Nor is there merit in the further contention that when a title refers to the repeal of an act, it must specify what act is being repealed. In Maxwell v. Lancaster, 81 Wash. 602, 607, 143 Pac. 157 (1914), we were concerned with an act creating a department of agriculture "and re pealing certain acts and parts of acts." We there upheld a repeal, saying:
The legislature may, under a title relating to a general subject, repeal existing laws as well as create new ones.

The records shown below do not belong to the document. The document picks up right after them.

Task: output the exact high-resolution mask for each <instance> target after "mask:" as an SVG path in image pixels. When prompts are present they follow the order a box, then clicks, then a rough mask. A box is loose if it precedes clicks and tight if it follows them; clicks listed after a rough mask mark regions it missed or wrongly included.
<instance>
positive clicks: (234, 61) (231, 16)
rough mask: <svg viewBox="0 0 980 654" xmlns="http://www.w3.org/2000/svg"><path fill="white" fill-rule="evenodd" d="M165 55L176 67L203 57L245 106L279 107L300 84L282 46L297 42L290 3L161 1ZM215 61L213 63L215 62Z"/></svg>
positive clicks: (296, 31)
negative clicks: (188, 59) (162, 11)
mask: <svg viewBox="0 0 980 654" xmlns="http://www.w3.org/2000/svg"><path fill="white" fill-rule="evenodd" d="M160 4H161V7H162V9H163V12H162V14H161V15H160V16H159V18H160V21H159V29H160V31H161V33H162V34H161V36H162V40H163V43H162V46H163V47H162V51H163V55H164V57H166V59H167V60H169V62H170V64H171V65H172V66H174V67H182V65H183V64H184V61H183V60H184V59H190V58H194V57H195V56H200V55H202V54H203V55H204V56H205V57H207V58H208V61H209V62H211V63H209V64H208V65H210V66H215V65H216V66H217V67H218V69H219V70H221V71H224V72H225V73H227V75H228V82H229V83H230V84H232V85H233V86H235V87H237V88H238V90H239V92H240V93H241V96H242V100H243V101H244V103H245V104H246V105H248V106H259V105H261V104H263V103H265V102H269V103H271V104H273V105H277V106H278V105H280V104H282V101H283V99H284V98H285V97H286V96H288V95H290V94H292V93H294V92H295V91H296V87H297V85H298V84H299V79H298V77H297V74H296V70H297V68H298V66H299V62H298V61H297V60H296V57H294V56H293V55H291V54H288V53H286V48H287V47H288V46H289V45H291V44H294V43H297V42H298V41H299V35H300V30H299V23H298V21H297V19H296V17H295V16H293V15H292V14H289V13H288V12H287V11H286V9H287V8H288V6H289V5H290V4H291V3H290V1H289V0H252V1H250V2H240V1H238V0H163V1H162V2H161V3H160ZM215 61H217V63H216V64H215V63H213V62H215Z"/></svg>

Moreover, we are not advised just how the unconstitutionality of Laws of 1963, chapter 4, would in any way improve the situation of Jerry Lynn Winters. He was not charged with violation of any particular session law, but with the crime of peddling in King County without a license, which, at all times material to this appeal, has been a public offense. He stands convicted of that offense. If Laws of 1963, chapter 4, is unconstitutional, then the act against peddling without a license, which was in existence before the enactment of Laws of 1963, chapter 4, has at all times been in effect and it interdicts peddling in any county without a license and without a bond.
For the reasons here and heretofore assigned, the constitutional attacks on our county peddlers' statute (RCW 36.71.010 et seq.) are without merit, and the conviction of Jerry Lynn Winters is affirmed.
December 21, 1965. Petition for rehearing denied.
For earlier attacks see: Ex parte Crowder, 171 Fed. 250 (1909); McKnight v. Hodge, 55 Wash. 289, 104 Pac. 504 (1909) ; State v. Sheppard, 79 Wash. 328, 140 Pac. 332 (1914). It was again upheld in Larson v. Shelton, 37 Wn.2d 481, 224 P.2d 1067 (1950).
See Young Men's Christian Ass'n v. State, 62 Wn.2d 504, 383 P.2d 497 (1963); Miller v. Tacoma, 61 Wn.2d 374, 378 P.2d 464 (1963), and cases cited therein.